Representatives of the authorized projects, in turn, were always in touch and promptly reported any bugs they found.
In a blog post, “Over the past year we have been stress-testing and hardening the network. After lengthy preparation, we finally feel we can shed the training wheels,” it says.
In November, developers launched in the Optimism network the ‘EVM Equivalence’ (EVM Equivalence), stating that its functionality fully matches the original EVM.
The team emphasised that it plans to continue working on decentralising the project. Next year, they promised to unveil “a few interesting updates” that will make the network faster, cheaper and more secure.

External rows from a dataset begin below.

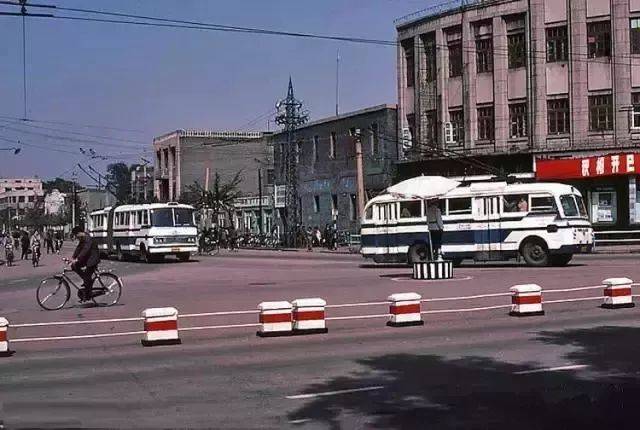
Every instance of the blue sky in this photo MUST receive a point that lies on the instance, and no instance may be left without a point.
(154, 80)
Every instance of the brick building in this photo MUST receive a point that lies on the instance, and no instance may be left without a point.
(522, 83)
(327, 167)
(185, 156)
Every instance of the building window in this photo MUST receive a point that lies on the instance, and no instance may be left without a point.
(517, 47)
(601, 113)
(635, 36)
(375, 140)
(599, 39)
(407, 46)
(635, 115)
(518, 120)
(455, 58)
(332, 145)
(430, 128)
(485, 123)
(558, 116)
(557, 44)
(430, 58)
(314, 149)
(456, 118)
(484, 55)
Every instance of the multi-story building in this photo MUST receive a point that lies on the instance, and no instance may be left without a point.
(326, 163)
(187, 156)
(19, 194)
(141, 183)
(549, 87)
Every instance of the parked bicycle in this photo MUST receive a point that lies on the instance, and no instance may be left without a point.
(54, 292)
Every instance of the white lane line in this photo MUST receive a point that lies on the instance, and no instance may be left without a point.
(333, 393)
(552, 369)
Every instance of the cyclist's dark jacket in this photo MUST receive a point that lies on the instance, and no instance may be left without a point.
(87, 253)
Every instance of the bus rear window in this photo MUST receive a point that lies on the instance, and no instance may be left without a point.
(568, 205)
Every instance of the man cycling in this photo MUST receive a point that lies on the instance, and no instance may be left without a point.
(85, 260)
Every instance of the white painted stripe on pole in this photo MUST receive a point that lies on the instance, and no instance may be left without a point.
(76, 322)
(214, 314)
(334, 393)
(83, 336)
(552, 369)
(447, 311)
(580, 299)
(211, 327)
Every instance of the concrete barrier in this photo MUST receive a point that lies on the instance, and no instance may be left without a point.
(405, 310)
(160, 327)
(617, 293)
(526, 300)
(309, 316)
(276, 319)
(433, 270)
(4, 338)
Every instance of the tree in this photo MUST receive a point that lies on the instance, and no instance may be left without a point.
(119, 181)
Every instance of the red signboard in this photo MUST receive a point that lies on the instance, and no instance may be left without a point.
(590, 167)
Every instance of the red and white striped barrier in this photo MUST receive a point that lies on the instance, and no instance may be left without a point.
(160, 327)
(405, 310)
(526, 300)
(4, 337)
(617, 293)
(309, 316)
(276, 319)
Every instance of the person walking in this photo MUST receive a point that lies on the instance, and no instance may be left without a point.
(24, 246)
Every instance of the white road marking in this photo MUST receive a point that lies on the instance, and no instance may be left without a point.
(333, 393)
(552, 369)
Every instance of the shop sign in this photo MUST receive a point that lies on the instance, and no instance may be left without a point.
(589, 167)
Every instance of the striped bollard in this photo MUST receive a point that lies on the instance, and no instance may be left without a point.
(309, 316)
(526, 300)
(4, 338)
(433, 270)
(617, 293)
(276, 319)
(160, 327)
(405, 310)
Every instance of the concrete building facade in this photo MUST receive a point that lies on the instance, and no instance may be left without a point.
(325, 153)
(183, 157)
(517, 82)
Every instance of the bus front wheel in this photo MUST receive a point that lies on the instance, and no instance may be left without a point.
(535, 253)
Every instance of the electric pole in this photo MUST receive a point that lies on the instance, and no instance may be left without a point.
(291, 115)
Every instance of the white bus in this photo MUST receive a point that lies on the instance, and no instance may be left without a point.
(149, 231)
(544, 223)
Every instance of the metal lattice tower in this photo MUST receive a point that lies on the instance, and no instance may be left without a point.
(291, 115)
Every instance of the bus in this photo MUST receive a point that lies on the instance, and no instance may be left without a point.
(544, 223)
(148, 231)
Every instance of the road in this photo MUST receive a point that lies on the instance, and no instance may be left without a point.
(575, 366)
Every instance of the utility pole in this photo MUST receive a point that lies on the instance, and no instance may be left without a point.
(357, 140)
(291, 115)
(260, 222)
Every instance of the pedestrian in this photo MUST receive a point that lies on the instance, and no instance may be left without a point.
(24, 246)
(436, 226)
(48, 240)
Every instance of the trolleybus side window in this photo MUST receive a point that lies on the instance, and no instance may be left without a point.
(459, 206)
(411, 209)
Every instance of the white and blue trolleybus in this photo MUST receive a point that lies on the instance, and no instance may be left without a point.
(544, 223)
(148, 231)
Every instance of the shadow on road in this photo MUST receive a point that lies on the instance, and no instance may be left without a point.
(429, 391)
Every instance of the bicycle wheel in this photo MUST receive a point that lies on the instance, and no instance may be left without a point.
(53, 293)
(110, 286)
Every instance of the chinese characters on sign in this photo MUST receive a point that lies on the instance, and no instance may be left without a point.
(575, 168)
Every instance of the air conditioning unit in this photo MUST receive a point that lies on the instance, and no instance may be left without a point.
(448, 133)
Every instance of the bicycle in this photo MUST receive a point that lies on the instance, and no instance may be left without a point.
(107, 293)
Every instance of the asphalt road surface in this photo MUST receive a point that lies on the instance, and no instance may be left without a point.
(576, 366)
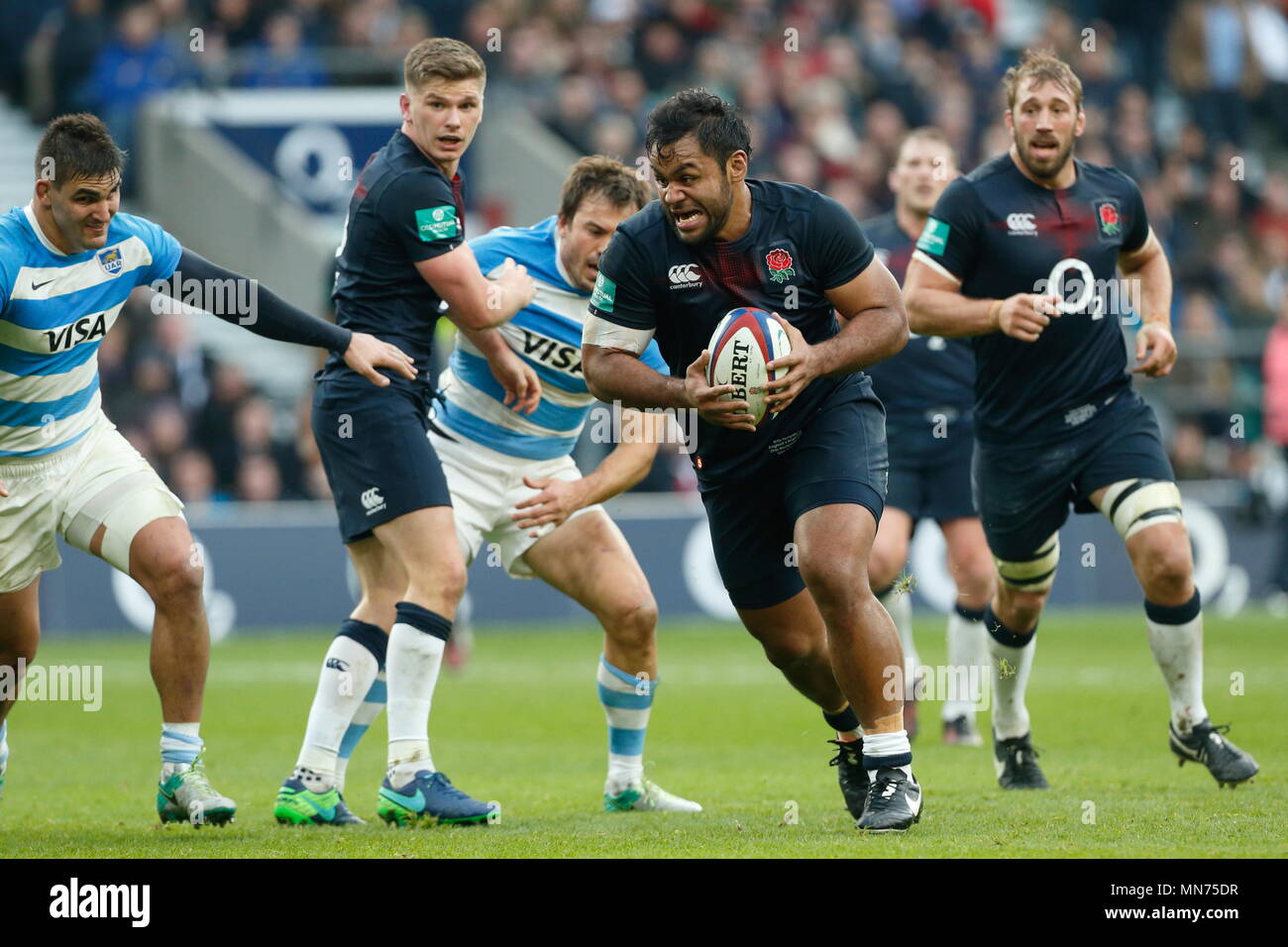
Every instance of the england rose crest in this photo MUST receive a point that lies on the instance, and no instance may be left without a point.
(1108, 214)
(780, 263)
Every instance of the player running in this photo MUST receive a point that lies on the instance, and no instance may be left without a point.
(1020, 254)
(514, 483)
(927, 395)
(402, 254)
(807, 483)
(67, 263)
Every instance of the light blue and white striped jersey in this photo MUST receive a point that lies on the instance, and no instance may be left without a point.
(54, 311)
(548, 337)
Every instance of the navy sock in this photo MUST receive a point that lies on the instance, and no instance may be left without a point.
(423, 620)
(1175, 615)
(844, 722)
(370, 637)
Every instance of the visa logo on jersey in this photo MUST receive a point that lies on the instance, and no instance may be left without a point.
(88, 329)
(111, 261)
(552, 354)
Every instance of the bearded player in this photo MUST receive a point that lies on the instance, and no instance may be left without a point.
(927, 394)
(807, 483)
(514, 483)
(1020, 256)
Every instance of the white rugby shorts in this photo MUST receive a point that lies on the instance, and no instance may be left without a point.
(485, 486)
(99, 479)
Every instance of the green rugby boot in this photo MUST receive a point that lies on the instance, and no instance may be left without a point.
(644, 795)
(185, 795)
(308, 799)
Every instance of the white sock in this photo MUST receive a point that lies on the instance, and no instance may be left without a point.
(347, 673)
(965, 668)
(1179, 654)
(1010, 676)
(900, 604)
(411, 664)
(881, 750)
(626, 711)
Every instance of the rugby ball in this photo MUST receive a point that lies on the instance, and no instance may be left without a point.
(745, 342)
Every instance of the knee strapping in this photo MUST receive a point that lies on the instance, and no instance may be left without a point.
(1136, 504)
(1035, 574)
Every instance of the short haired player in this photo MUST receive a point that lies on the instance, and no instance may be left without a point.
(805, 484)
(68, 261)
(403, 254)
(1021, 256)
(514, 483)
(927, 390)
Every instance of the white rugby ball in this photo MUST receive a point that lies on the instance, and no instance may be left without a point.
(745, 342)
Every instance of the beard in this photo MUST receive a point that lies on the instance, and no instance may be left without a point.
(1043, 172)
(717, 214)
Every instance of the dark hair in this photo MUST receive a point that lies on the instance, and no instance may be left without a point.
(715, 123)
(601, 175)
(1043, 65)
(77, 146)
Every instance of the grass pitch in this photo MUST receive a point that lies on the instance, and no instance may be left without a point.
(522, 725)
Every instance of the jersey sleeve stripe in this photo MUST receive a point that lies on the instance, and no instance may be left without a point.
(34, 414)
(600, 331)
(22, 363)
(533, 446)
(47, 386)
(34, 441)
(475, 371)
(934, 264)
(54, 312)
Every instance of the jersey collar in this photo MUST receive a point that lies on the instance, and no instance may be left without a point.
(40, 235)
(563, 273)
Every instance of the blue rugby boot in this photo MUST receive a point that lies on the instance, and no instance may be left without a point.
(430, 797)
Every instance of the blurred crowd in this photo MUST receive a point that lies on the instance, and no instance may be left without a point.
(1189, 97)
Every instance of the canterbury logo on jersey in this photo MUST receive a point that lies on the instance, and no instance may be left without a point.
(555, 355)
(372, 500)
(1020, 224)
(71, 335)
(684, 275)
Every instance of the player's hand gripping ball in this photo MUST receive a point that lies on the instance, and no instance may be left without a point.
(743, 344)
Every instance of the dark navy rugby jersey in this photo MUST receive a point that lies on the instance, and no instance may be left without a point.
(799, 245)
(1001, 234)
(931, 375)
(403, 210)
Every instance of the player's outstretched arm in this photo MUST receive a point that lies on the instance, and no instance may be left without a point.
(936, 307)
(236, 298)
(625, 467)
(1155, 348)
(473, 300)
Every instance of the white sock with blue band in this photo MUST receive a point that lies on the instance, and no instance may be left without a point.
(627, 701)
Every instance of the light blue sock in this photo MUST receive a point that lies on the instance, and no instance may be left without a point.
(368, 712)
(627, 701)
(180, 744)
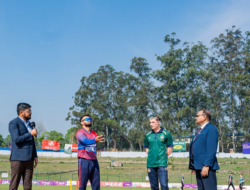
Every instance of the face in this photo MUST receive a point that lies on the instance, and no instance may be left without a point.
(86, 123)
(26, 114)
(154, 124)
(200, 117)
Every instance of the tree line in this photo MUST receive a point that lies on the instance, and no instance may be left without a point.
(192, 77)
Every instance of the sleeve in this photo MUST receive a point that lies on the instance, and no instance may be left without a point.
(15, 134)
(83, 139)
(169, 140)
(211, 146)
(146, 143)
(34, 149)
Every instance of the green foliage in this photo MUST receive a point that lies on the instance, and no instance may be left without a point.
(1, 140)
(192, 77)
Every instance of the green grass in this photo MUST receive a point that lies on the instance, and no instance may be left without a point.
(136, 172)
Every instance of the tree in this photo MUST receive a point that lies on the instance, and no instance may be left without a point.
(7, 141)
(52, 136)
(170, 95)
(230, 61)
(1, 140)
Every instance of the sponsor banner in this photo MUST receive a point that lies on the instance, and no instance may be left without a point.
(60, 182)
(127, 184)
(68, 148)
(50, 145)
(179, 146)
(116, 184)
(111, 184)
(136, 184)
(74, 147)
(42, 182)
(72, 182)
(246, 148)
(174, 185)
(5, 181)
(35, 182)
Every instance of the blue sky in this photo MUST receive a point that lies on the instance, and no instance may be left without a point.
(47, 46)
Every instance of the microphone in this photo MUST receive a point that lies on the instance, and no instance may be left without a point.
(33, 126)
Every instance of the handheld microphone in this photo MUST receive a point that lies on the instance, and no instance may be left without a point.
(33, 126)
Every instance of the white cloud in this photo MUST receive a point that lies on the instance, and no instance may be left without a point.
(235, 13)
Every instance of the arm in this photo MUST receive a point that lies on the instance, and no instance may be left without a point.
(169, 150)
(83, 139)
(15, 134)
(169, 144)
(211, 146)
(146, 144)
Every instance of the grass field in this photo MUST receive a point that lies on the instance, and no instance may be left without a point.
(133, 170)
(5, 187)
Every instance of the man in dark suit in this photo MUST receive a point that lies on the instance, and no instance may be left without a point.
(23, 158)
(202, 153)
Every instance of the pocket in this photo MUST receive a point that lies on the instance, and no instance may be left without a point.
(23, 146)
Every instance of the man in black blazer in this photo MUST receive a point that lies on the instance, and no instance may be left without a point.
(202, 153)
(23, 158)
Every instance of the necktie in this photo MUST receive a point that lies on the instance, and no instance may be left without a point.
(199, 130)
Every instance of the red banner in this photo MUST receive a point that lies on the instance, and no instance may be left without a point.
(51, 145)
(74, 147)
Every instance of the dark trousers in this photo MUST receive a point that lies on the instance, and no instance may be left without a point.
(22, 169)
(206, 183)
(241, 186)
(88, 170)
(156, 174)
(182, 185)
(231, 184)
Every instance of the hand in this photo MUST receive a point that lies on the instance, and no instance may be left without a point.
(204, 171)
(99, 139)
(36, 162)
(33, 132)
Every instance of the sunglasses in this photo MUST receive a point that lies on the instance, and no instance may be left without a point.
(87, 119)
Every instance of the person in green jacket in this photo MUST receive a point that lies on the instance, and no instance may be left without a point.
(230, 181)
(242, 180)
(158, 144)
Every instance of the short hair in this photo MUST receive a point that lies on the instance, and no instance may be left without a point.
(207, 113)
(157, 117)
(22, 107)
(84, 116)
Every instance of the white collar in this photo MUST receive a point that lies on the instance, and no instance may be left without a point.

The developers stressed that, for the project’s development, they retained control over key parts of the system such as a multisig wallet that allows updating any of the Optimism contracts deployed on Ethereum.
With the whitelist scrapped, Optimism’s TVL could rise. According to L2 Beat, as of writing about $377 million is locked in the project’s smart contracts.
In August, Optimism integrated the liquidity aggregator from the decentralized exchange 1inch.